Et bien non ! Je ne pense pas qu’il s’agisse de la même chose. Car ce n’est pas l’abîme ontologique auquel Montaigne se sent là confronté. Il se penche bien sur lui à l’occasion (pensons au célèbre « Nous n’avons aucune communication à l’estre » (6)). Mais – même si la mesure de l’ignorance ontologique qui est la nôtre incline déjà à la modestie – c’est la vanité des hommes, tant et tant exhibée (7), qui forge l’exigence de vérité vis-à-vis de soi. Et le problème est bien de méthode, cela j’en suis d’accord. Le « comme » est même de bonne méthode, même si la référence à Durkheim est assez audacieuse ; car ce que ce dernier tente d’établir, c’est précisément l’eccéité – si j’ose dire – du fait social.

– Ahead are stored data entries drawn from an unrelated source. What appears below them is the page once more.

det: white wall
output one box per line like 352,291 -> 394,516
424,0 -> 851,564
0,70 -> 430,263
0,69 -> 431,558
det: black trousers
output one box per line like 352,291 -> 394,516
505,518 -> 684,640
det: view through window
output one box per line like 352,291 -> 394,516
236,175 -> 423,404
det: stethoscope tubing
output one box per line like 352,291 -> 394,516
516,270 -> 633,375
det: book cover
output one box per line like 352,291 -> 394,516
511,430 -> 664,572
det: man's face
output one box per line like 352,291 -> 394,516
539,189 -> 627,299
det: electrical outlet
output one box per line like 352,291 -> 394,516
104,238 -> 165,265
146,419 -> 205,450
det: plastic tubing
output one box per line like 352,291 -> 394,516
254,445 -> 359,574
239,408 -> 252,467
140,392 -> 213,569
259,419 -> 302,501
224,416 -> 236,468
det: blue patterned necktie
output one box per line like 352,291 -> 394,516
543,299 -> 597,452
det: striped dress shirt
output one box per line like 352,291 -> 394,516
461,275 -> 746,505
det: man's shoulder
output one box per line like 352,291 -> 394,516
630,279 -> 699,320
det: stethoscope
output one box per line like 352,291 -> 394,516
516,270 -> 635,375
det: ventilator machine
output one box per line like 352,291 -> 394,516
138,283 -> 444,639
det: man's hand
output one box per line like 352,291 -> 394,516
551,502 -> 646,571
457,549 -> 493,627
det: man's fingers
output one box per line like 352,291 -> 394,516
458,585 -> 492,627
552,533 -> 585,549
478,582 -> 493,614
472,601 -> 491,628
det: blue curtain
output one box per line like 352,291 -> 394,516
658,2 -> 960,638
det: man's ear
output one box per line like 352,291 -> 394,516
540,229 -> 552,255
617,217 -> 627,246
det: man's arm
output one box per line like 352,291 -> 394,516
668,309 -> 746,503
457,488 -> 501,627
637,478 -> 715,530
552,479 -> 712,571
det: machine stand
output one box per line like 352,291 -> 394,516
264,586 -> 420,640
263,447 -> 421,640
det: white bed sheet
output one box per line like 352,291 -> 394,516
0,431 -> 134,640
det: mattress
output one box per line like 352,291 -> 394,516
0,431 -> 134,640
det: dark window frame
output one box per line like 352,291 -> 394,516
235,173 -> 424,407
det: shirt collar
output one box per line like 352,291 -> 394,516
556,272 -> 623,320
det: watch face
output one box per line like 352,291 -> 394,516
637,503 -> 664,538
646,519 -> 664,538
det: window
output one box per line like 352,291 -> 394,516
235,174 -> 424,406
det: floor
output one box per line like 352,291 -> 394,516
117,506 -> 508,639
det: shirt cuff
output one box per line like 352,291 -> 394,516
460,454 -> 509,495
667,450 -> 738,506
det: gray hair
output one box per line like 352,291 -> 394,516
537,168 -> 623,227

Je suis bien loin d’avoir ainsi rendu compte de tout ce que recèle le texte de Bernard Sève, texte d’un très grand intérêt. Ce qui transparaît du texte tout entier – et ce n’est pas le moindre de ses mérites –, c’est que le combat contre l’orgueil, la posture modeste, la distance prise avec soi-même – qu’il ne faut pas confondre avec un manque d’estime de soi ou une réticence à s’exprimer –, ce n’est pas seulement une question de bienséance, de décence, de savoir-vivre ; c’est aussi et surtout une question de lucidité, tant sur soi-même que sur les autres. Il s’agit de construire quelque chose qui peut être structuré d’une façon assez comparable à ce qui pense.
« […] l’acte de mettre en rôle ses pensées, de se rendre des comptes à soi-même, contribue d’abord à créer une attention à soi, ensuite à former le "patron", le modèle, le Moi objet du témoignage. Dans la dialectique de l’être-comme, le Moi dont Montaigne témoigne passe ainsi du pôle du n’être pas (instabilité du Moi) au pôle de l’être (constance d’une écriture formatrice, malgré ses discontinuités). » (p. 44)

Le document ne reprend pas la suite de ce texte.